By Tim Korso
Many of Mount Kilimanjaro’s roughly 50,000 visitors a year will now be able to post photos of their hike on social media, live stream their ascent and even cry for help or call 911 without having to descend.
Tanzanian authorities have announced the launch of a project that looks to deliver high-speed internet connectivity to the slopes of Mount Kilimanjaro – the highest peak in Africa at almost 5,900 meters.
The internet connection will be organized and delivered by the country’s telecommunications firm.
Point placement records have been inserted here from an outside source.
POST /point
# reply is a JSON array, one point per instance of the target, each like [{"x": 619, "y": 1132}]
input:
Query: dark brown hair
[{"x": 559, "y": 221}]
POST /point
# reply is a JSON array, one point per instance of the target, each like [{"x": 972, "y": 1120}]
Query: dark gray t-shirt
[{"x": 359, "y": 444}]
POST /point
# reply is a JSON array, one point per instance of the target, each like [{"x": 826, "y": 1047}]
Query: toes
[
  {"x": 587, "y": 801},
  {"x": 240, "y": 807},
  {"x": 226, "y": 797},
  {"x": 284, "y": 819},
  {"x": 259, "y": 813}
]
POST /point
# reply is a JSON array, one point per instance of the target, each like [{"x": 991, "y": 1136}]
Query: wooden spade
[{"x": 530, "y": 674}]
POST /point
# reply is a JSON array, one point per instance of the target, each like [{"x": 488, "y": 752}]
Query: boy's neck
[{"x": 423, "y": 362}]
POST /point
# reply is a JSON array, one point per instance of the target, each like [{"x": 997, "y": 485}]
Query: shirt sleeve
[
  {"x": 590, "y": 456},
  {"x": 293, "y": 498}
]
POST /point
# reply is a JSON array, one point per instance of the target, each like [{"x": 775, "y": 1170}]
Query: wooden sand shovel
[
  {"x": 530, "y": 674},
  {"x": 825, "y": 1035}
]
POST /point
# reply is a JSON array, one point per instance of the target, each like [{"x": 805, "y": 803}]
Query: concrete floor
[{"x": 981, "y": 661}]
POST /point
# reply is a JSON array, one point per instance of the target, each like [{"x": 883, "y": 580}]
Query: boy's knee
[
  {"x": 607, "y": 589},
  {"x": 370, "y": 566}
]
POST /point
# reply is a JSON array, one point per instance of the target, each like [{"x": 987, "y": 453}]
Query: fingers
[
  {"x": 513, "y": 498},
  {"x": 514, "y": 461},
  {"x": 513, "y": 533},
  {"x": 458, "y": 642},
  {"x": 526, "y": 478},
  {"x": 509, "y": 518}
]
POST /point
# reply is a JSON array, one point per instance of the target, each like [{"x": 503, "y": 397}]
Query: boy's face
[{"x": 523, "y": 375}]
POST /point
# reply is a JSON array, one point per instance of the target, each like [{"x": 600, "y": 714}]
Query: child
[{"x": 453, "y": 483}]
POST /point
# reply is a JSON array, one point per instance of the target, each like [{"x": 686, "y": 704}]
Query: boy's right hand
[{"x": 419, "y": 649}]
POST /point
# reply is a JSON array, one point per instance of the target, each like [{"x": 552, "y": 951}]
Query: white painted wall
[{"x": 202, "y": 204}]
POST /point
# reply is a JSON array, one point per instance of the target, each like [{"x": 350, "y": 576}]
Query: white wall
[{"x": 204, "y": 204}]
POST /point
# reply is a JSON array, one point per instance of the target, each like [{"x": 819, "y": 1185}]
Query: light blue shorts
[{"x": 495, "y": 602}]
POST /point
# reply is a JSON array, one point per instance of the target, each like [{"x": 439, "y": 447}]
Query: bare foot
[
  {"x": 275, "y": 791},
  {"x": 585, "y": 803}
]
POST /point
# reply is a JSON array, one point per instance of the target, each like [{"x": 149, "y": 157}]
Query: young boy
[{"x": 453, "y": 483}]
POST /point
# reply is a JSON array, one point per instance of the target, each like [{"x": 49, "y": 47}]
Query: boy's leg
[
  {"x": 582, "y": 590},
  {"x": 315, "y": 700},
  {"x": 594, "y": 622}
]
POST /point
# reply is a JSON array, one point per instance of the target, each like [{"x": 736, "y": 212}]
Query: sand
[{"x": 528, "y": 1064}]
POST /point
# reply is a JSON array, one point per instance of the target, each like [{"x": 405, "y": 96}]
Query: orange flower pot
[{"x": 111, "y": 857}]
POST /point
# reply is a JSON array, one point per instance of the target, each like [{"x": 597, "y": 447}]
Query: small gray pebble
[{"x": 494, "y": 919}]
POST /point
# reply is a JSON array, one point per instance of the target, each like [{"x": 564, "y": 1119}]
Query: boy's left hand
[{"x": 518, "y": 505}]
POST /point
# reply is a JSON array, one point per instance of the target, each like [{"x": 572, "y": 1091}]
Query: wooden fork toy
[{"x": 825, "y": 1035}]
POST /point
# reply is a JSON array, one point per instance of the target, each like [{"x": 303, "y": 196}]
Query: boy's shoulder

Currently, only a limited area of the mountain is covered, but Information Minister Nape Nnauye vowed that tourists will soon be able to communicate with the rest of the world up to Uhuru peak and the mountain’s summit as of October this year.
Tanzania’s officials showed off the work of the mountainous network as they announced the launch of the project, highlighting the event by posting photos on Twitter.
Previously, the close-to 50,000 tourists and hikers that visit the mountain each year had practically no chance of accessing an internet connection or even calling 911 while on Kilimanjaro, with cell networks becoming unavailable somewhere around the 1,860 meters mark.
Kilimanjaro remains one of the key attractions in Tanzania, which generates around 18% of its GDP, or $1.4 billion, from tourism.